Smiling with No Teeth is the debut studio album by Australian musician Genesis Owusu, released on 5 March 2021 through Ourness. The album features a guest appearance from Kirin J. Callinan and production from Callinan, Andrew Klippel, Dave Hammer, Harvey Sutherland, Joe LaPorta, and Matt Corby.

Preceded by five singles—"Don't Need You", "Whip Cracker", "The Other Black Dog", "Gold Chains", and "Drown" (featuring Kirin J. Callinan)—Smiling with No Teeth debuted at number 27 on the ARIA Albums Chart.

At the 2021 ARIA Music Awards, the album won Album of the Year, Best Hip Hop Release and Best Independent Release while Andrew Klippel and Dave Hammer won the ARIA Award for Producer of the Year. Owusu was nominated for Best Artist and Kofi Anash & Bailey Howard were nominated for Best Cover Art.

At the J Awards of 2021, the album won the Australian Album of the Year and in March 2022, won the Australian Music Prize and Best Record at the 2022 Rolling Stone Australia Awards. at the AIR Awards of 2022, it won Independent Album of the Year.

Critical reception

Smiling with No Teeth received critical acclaim. At Metacritic, which assigns a normalized rating out of 100 to reviews from mainstream publications, the album received an average score of 86 based on six reviews, indicating "universal acclaim". The aggregator AnyDecentMusic? gave it 8.1 out of 10, based on their assessment of the critical consensus.

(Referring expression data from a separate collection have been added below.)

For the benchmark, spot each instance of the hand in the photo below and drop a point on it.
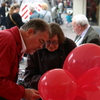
(31, 94)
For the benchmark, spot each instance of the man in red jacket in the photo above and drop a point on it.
(13, 43)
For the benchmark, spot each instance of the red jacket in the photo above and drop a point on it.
(10, 47)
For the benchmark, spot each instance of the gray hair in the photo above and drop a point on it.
(36, 24)
(56, 30)
(80, 19)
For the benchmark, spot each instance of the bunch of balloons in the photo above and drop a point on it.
(78, 80)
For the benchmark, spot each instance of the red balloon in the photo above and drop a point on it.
(82, 58)
(89, 85)
(57, 84)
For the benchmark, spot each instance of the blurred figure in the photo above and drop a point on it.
(51, 56)
(13, 17)
(60, 11)
(3, 11)
(68, 19)
(54, 14)
(46, 15)
(85, 33)
(35, 14)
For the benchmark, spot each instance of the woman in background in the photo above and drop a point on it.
(46, 15)
(13, 17)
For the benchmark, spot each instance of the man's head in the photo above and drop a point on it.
(79, 23)
(35, 33)
(57, 37)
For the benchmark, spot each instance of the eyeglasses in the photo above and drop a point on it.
(52, 42)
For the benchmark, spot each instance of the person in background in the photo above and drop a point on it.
(68, 19)
(13, 17)
(54, 14)
(3, 11)
(14, 42)
(51, 56)
(85, 32)
(35, 14)
(60, 11)
(45, 14)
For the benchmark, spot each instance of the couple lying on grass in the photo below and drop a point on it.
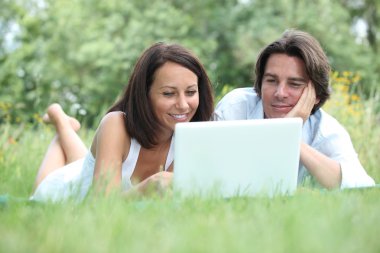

Mark Salisbury of Earmilk praised the album, saying that it "is a visceral sonic attack on the senses and should cement Genesis Owusu as an international renaissance man". Mike Vinti of Loud and Quiet said, "A triumph from top to bottom, Smiling with No Teeth sets the stage for Genesis Owusu to become a potentially generation-defining star". John Murphy of musicOMH said, "it's an album that's easy to feel intimidated by at first listen, due to its sheer scale and ambition. However, after a few listens you'll be in no doubt that Genesis Owusu is one of the most exciting names of the year". Steven Loftin of The Line of Best Fit said, "Owusu's debut offering not only manages to deftly balance style with substance, but does so with a jubilance that gives as much reason to curl up your own most toothy grin". Simone Ziaziaris of The Sydney Morning Herald said, "via forays into multiple musical genres, Smiling with No Teeth creates a space both for Owusu to express his own personal experiences, and for others to question nuanced complexities". Jenessa Williams of DIY said, "like Gorillaz, Outkast or even The Weeknd before him, he plays well with dark and sinister, throwing theatrical voice in a musical hall of mirrors with real versatility". Cyclone Wehner of NME said, "with Smiling With No Teeth, Genesis Owusu has delivered a riveting album that underscores the power of self-knowledge, perspective and art – one that should be cranked loud". Thomas H Green of The Arts Desk found that the album "brings to mind an overdose of references, but the musical magpie-ism is more Prince than pastiche". Rachel Brodsky of The Independent said, "with strong, clear-eyed subtext, overlaid by compositions that touch on every influence from TV on the Radio to Prince, Childish Gambino and Radiohead, Smiling With No Teeth is not so much an album as it is a memoir". Sofie Lindevall of Gigwise said that the album "has plenty of not only good, but great, songs and whether you are a fan of high energy hip-hop, raw punk-esque guitars or soulful R&B, there is something on the album for you".

Mid-year lists

Year-end lists

Commercial performance
Smiling with No Teeth debuted and peaked at number 27 on the ARIA Albums Chart for the chart dated 15 March 2021.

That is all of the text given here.